Synchronizer-Free Digital Link Controller

TL;DR

This paper introduces a metastability-containing digital link controller that enables low-latency, high-throughput communication between independent clock domains without traditional synchronizers, ensuring metastability-free data transfer.

Contribution

It presents a novel control circuit design that tolerates metastability and guarantees safe communication, with formal proof and SPICE simulation validation.

Findings

Metastability-free communication is achievable with the proposed controller.

Formal correctness of the producer-consumer link is established.

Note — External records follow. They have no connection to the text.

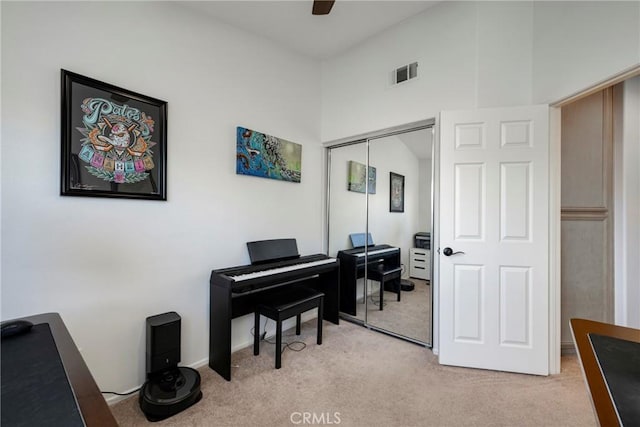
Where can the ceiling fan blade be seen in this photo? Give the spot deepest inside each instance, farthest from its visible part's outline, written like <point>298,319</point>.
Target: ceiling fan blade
<point>322,7</point>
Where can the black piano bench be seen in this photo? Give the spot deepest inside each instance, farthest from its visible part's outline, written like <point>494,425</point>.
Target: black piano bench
<point>379,274</point>
<point>283,305</point>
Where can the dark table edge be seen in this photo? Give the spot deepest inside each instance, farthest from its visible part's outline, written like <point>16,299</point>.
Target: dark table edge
<point>93,406</point>
<point>600,398</point>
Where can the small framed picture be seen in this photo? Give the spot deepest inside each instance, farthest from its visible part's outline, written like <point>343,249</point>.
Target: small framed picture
<point>396,192</point>
<point>114,141</point>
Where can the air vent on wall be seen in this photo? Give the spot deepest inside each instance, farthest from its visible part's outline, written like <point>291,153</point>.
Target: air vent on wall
<point>405,73</point>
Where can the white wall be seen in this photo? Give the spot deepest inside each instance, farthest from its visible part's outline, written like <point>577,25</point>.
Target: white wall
<point>478,54</point>
<point>627,205</point>
<point>105,264</point>
<point>470,54</point>
<point>579,43</point>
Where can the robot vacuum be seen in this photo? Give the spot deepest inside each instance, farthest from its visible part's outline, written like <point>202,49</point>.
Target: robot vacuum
<point>171,392</point>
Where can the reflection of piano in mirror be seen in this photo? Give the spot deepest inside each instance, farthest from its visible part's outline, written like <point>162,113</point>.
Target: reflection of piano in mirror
<point>352,266</point>
<point>275,265</point>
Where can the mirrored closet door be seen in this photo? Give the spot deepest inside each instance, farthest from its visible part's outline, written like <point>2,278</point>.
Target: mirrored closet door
<point>379,217</point>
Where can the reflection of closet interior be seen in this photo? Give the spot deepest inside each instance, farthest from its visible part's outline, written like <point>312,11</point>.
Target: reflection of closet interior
<point>380,187</point>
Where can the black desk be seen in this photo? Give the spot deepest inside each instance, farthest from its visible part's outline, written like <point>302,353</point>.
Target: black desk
<point>352,268</point>
<point>49,332</point>
<point>610,360</point>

Simulation confirms low overhead and high-speed operation at 2GHz.

Abstract

This work presents a producer-consumer link between two independent clock domains. The link allows for metastability-free, low-latency, high-throughput communication by slight adjustments to the clock frequencies of the producer and consumer domains steered by a controller circuit. Any such controller cannot deterministically avoid, detect, nor resolve metastability. Typically, this is addressed by synchronizers, incurring a larger dead time in the control loop. We follow the approach of Friedrichs et al. (TC 2018) who proposed metastability-containing circuits. The result is a simple control circuit that may become metastable, yet deterministically avoids buffer underrun or overflow. More specifically, the controller output may become metastable, but this may only affect oscillator speeds within specific bounds. In contrast, communication is guaranteed to remain metastability-free. We formally prove correctness of the producer-consumer link and a possible implementation that has only small overhead. With SPICE simulations of the proposed implementation we further substantiate our claims. The simulation uses 65nm process running at roughly 2GHz.